A typical 3-ounce serving of steak contains between 2.4 and 4 grams of saturated fat, depending on the cut and how much visible fat you trim. That range matters because the American Heart Association recommends keeping saturated fat below 13 grams per day on a 2,000-calorie diet. A lean sirloin uses up roughly 18% of that daily budget, while a fattier ribeye can take closer to a third.
Saturated Fat by Cut
Not all steaks are created equal. The leanest cuts come from the round and loin sections of the animal, while rib cuts carry significantly more fat. Here’s what a 3-ounce cooked serving looks like for popular cuts, based on USDA data:
- Top sirloin, trimmed: 2.4 g saturated fat
- Eye of round, trimmed: 2.4 g saturated fat
- Bottom round, trimmed: 2.5 g saturated fat
- Eye of round, untrimmed: 4.0 g saturated fat
- Beef ribs, trimmed: 4.0 g saturated fat
The difference between trimmed and untrimmed is striking. An eye of round steak nearly doubles its saturated fat content, jumping from 2.4 to 4.0 grams, when you leave the visible fat on.
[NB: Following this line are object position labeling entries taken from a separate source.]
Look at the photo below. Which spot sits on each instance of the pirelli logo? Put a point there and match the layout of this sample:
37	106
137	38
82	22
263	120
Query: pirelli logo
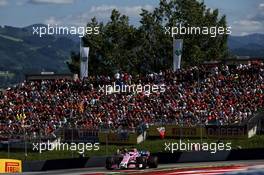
10	166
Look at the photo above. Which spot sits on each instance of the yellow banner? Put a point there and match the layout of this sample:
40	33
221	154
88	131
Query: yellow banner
10	166
119	138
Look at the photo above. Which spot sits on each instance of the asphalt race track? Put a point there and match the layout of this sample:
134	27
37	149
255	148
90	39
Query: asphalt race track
201	168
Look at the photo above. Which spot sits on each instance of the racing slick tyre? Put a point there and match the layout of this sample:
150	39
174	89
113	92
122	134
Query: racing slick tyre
110	161
153	162
141	162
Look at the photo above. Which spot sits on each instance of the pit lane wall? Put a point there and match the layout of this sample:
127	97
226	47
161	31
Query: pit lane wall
245	130
163	157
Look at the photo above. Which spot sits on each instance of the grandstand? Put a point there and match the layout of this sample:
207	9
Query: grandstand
198	96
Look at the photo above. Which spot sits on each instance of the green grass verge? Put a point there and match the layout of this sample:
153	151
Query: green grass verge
151	145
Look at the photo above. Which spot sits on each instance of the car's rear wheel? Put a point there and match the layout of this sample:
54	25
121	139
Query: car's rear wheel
109	163
141	162
153	162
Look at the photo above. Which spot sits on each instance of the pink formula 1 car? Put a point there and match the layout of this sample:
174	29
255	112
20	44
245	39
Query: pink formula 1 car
131	159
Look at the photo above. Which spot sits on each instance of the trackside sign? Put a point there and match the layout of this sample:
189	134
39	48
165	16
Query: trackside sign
10	166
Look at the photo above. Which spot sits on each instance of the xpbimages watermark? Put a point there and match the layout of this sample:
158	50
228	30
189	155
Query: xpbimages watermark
58	146
146	89
64	30
190	146
196	30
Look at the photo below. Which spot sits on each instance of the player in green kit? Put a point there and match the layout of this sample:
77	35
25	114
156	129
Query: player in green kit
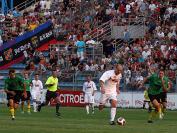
27	82
147	100
13	85
52	87
156	83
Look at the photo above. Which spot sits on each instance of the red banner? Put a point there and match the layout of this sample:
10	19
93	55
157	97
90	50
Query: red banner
70	98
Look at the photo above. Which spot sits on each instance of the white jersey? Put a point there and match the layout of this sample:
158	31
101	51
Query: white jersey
37	86
111	80
89	87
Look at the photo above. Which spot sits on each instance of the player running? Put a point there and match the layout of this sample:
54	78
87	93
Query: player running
27	82
13	85
89	89
109	82
147	100
52	87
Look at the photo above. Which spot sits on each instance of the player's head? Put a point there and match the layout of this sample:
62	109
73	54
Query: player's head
118	69
54	73
161	73
26	75
12	73
36	76
89	78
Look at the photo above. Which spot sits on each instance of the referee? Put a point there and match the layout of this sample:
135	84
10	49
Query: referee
52	86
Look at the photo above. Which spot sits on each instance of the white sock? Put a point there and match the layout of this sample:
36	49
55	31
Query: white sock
112	114
87	109
35	106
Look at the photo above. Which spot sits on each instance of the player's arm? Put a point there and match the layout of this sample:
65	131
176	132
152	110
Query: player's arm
94	89
49	82
6	89
141	83
102	87
164	87
24	89
103	78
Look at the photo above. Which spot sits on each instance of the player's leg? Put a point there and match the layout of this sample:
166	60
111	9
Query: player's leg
144	103
164	101
150	106
103	100
47	98
156	104
55	97
11	108
113	101
23	99
34	99
22	106
28	102
92	101
86	100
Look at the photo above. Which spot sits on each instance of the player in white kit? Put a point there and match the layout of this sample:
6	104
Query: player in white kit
36	90
89	88
109	85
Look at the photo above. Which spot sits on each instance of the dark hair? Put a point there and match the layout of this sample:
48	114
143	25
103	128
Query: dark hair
11	71
36	73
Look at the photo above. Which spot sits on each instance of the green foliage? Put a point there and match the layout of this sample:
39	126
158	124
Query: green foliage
75	120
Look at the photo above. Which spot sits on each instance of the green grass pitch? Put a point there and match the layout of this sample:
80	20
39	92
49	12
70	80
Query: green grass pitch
75	120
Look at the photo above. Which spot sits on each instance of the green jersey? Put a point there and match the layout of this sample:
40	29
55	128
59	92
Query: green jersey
13	84
155	84
27	83
166	81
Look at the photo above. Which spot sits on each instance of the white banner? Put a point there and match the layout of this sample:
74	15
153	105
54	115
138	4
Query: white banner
135	100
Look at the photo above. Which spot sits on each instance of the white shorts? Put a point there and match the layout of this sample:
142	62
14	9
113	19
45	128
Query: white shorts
88	98
36	96
107	97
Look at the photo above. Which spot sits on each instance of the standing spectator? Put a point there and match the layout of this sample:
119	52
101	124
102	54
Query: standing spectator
89	89
80	48
36	90
27	82
52	87
13	85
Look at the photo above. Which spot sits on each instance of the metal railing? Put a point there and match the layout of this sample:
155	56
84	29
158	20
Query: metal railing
91	51
25	4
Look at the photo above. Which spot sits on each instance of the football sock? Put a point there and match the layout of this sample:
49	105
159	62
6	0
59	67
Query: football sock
87	109
163	110
112	114
22	107
93	108
28	108
144	105
12	112
57	107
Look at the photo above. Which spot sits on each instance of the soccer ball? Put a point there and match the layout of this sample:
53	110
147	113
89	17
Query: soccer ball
121	121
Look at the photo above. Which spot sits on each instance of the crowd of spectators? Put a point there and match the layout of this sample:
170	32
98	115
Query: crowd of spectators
74	19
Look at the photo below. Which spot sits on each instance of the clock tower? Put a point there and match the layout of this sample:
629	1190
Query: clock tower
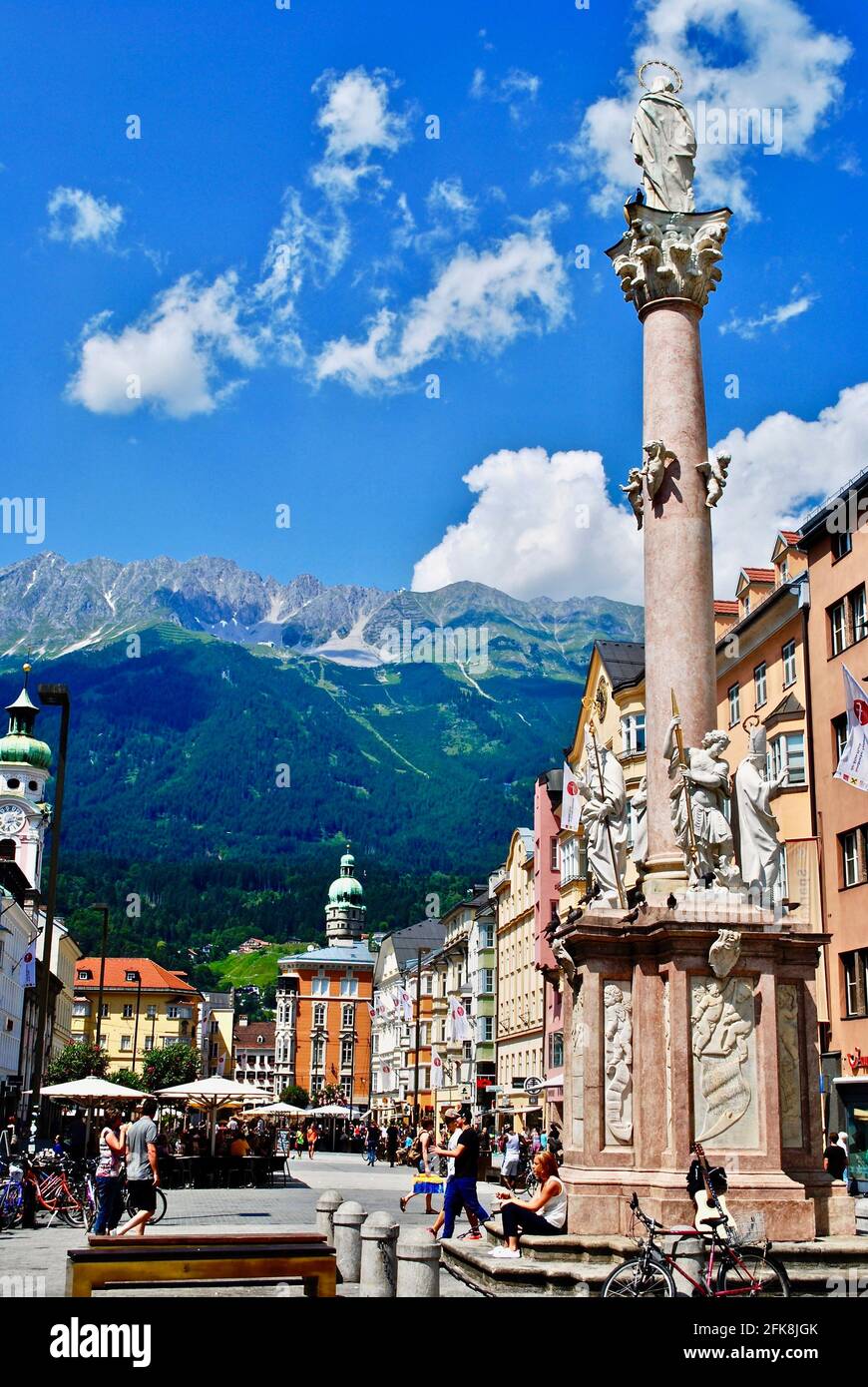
24	770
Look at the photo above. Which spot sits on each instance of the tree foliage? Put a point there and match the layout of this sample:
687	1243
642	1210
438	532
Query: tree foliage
79	1060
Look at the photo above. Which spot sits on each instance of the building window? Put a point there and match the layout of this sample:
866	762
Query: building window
842	543
856	992
838	627
839	734
758	684
732	694
633	734
858	616
789	750
850	857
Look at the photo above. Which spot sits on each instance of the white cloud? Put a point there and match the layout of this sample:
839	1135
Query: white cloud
448	196
779	470
356	121
772	318
79	217
484	299
173	358
785	63
518	89
523	532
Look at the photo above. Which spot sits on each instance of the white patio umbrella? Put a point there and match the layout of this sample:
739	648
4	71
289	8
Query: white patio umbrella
89	1094
213	1095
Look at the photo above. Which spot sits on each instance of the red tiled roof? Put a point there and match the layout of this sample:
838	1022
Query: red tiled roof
154	978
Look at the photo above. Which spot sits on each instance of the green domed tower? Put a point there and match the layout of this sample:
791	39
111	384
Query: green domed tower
345	909
24	770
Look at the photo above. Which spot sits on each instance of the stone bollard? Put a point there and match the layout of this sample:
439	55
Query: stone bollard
379	1266
326	1204
418	1265
347	1222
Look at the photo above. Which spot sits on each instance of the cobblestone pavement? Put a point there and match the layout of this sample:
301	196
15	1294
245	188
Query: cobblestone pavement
42	1252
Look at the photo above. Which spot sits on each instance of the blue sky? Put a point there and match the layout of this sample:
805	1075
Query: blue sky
283	259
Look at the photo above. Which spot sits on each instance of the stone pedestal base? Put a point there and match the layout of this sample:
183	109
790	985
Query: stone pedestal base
681	1034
If you’re watching your intake, trimming the white fat along the edges before or after cooking is one of the simplest things you can do.
The USDA classifies a cut as “lean” if a 3.5-ounce serving has less than 4.5 grams of saturated fat and less than 10 grams of total fat. Cuts labeled “extra lean” come in under 2 grams of saturated fat. Top sirloin and eye of round hover right around that lean threshold when trimmed, making them solid choices for people managing cholesterol or heart disease risk.
How Steak Compares to Other Proteins
Steak sits in the middle of the protein spectrum for saturated fat. It carries more than poultry and fish but less than many processed meats and full-fat dairy products. For a 3-ounce serving:
- Skinless chicken breast: 0.8 g
- Roasted turkey (light meat): 0.8 g
- Baked salmon: 2.0 g
- Trimmed top sirloin: 2.4 g
- Pork chops, lean only: 3.0 g
- Untrimmed pork chops: 4.0 g
Chicken breast has roughly a third the saturated fat of a trimmed sirloin. Salmon lands close to steak in saturated fat but brings omega-3 fatty acids that steak largely lacks. If you eat steak a few times a week and want to offset the saturated fat, alternating with fish or skinless poultry on other nights makes a meaningful difference over time.
Grass-Fed vs. Grain-Fed
Many people assume grass-fed beef is lower in saturated fat, but the data tells a more nuanced story. Research from Texas A&M compared 4-ounce ground beef patties (85% lean) from grass-fed and grain-fed cattle. The grass-fed patties actually contained 9.8 grams of combined saturated and trans fat, compared to 8.2 grams in the grain-fed version.
Where grass-fed beef does pull ahead is in omega-3 fatty acids: 0.055 grams per patty versus 0.020 grams for grain-fed. That’s nearly three times more, though both amounts are still small compared to what you’d get from a serving of salmon. Choosing grass-fed steak for its fat profile alone won’t dramatically change your saturated fat intake. The cut you pick and whether you trim the fat matters far more.
Keeping Steak in a Heart-Healthy Diet
The American Heart Association recommends that no more than 6% of your daily calories come from saturated fat. On a standard 2,000-calorie diet, that works out to about 13 grams. A trimmed sirloin at 2.4 grams leaves plenty of room for other foods throughout the day, but a larger, fattier cut paired with butter, cheese, or a creamy side dish can push you past the limit in a single meal.
Portion size plays a bigger role than most people realize. Restaurant steaks often weigh 8 to 16 ounces, which is three to five times the 3-ounce reference serving used in nutrition data. A 12-ounce ribeye could deliver 12 grams or more of saturated fat on its own, nearly an entire day’s worth. Sticking closer to a deck-of-cards-sized portion (about 3 ounces cooked) keeps the numbers manageable.
Cooking method matters too. Grilling, broiling, or roasting on a rack lets fat drip away from the meat, while pan-frying in butter or oil adds fat back. Pairing your steak with vegetables, whole grains, or a salad dressed with olive oil rather than cream-based sides helps keep the overall meal balanced without giving up the steak itself.